Why Artists Need To Think Like Startups

Over the past week, I’ve been buried in development work (both code & business), and like I so often do when I’m tethered to my computer – I’ve sought out some new music to jam me through my days. Now sure, I’ll be the first to admit that apparently my taste in music is somewhat limited – I can typically find music I like in the “clearance” bin at Amoeba records (when I make it up to the bay). I am a bay area kid of the 80’s and 90’s, and my taste in music is probably stuck in some sort of post-Nirvana, “classic”-Soundgarden phase that will stay with me forever.

But when I look around at the music choices that are available to me today, I don’t see an abundance of real revenue-focused innovation. I see the same games being played as they were a decade ago. The record industry has been supposedly dying for years now, but the quality of new music isn’t improving. Pandora has launched an IPO – allowing me to build the perfect radio stations to suit my moods and interests, but I am still left searching through iTunes for esoteric tracks that I have missed over the years.

It occurs to me that musicians have far more available to them today then they did when I was playing guitar in a garage band 15 years ago. I’m thinking of what Matt Gallizzi (@mgallizzi) mentioned the other day by way of Hank Mondaca (@mobil_marketer):

Hank MondacaHank Mondaca – @Mobil_Marketer
RT @mgallizzi: “The convergence of technology to the mobile phone is the perfect storm.” via @Mobil_Marketer #ocpm //love it!!

The mobile phone is the new walkman, camera, calendar, and is still a phone. This should be the frontier for up-start musicians. But I’m not seeing a whole ton of innovation coming along in the mobile front.

Apple’s “Ping” social network could have opened up the door for a whole new era of social + mobile connectivity. Why is it that when I press “genius” on a track, there isn’t a way for Apple to introduce me to a new artist who is not in my playlist? Why isn’t Apple playing the Pandora game (yet)?

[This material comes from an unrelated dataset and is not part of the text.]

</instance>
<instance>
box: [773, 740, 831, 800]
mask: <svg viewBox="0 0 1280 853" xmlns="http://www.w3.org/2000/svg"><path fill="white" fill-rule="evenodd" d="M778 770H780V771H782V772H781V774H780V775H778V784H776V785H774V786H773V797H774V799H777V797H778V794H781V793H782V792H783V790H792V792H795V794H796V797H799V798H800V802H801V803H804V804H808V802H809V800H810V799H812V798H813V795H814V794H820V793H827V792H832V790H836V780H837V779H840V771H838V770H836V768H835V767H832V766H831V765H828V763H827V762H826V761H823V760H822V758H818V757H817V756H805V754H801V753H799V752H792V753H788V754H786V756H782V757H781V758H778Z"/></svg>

Even more to the point, why can’t musicians treat themselves more like startups? I look at things like “The Voice” and “American Idol” and all I see are essentially VC-pitches. Some artists and musicians have spent years honing their skills, preparing for the big pay-day. Others show up completely unprepared and ill-equipped to launch. This seems to be really similar to the experience that Guy Kawasaki described in his Art of the Start book (still my favorite; far better than Enchantment in my personal opinion).

We’ve democratized the tools. Mixing boards cost pennies compared to decades ago. Digital storage means multi-track recordings & unlimited “tries” cost virtually nothing. You can go on YouTube and learn how to play nearly any riff on nearly any instrument – and you can even find musicians that you can collaborate with virtually – without ever sitting in the same room with them. Logic Studio – professional grade recording and mixing software – runs $500. Most guitars cost more than that.

From there, the marketing becomes a matter of finding complimentary “brands” (ie, “we sound like…”) and reaching out in to the social web to meet & greet prospective “customers” (ie: listeners). Maria had a great point:

Maria BrophyMaria Brophy – @mariabrophy
If you don’t promote yourself, who will? Artists, you have to LEARN the marketing vs. having it done for you. No one else is going to do it.

I know Maria specifically was thinking about media artists when she posted this tweet – but the world of commercial music shares much with the fine arts. In the end, she’s exactly right… If you’re a musician, why would you sit around waiting for that VC (READ: RECORD LABEL) to come fund your startup. The tools are readily available for you to build your brand, build your small business immediately. Your customers are literally sitting on the web, announcing through their social networks and websites what they like, what they listen to, and what they are craving more of.

I think there’s a huge opportunity here for musicians (and other artists who desire to make a living through their training, gifts, and experience) to revolutionize the way we learn about and consume music and other artistic efforts. But those individuals will need to think differently about their trade. Stop worrying about the VC (label) deal. Especially in the socially-connected web, think like a startup. Uncover creative monetization strategies. Market the hell out of your product. Make a great product, see if the market will bear it, and continue to refine it.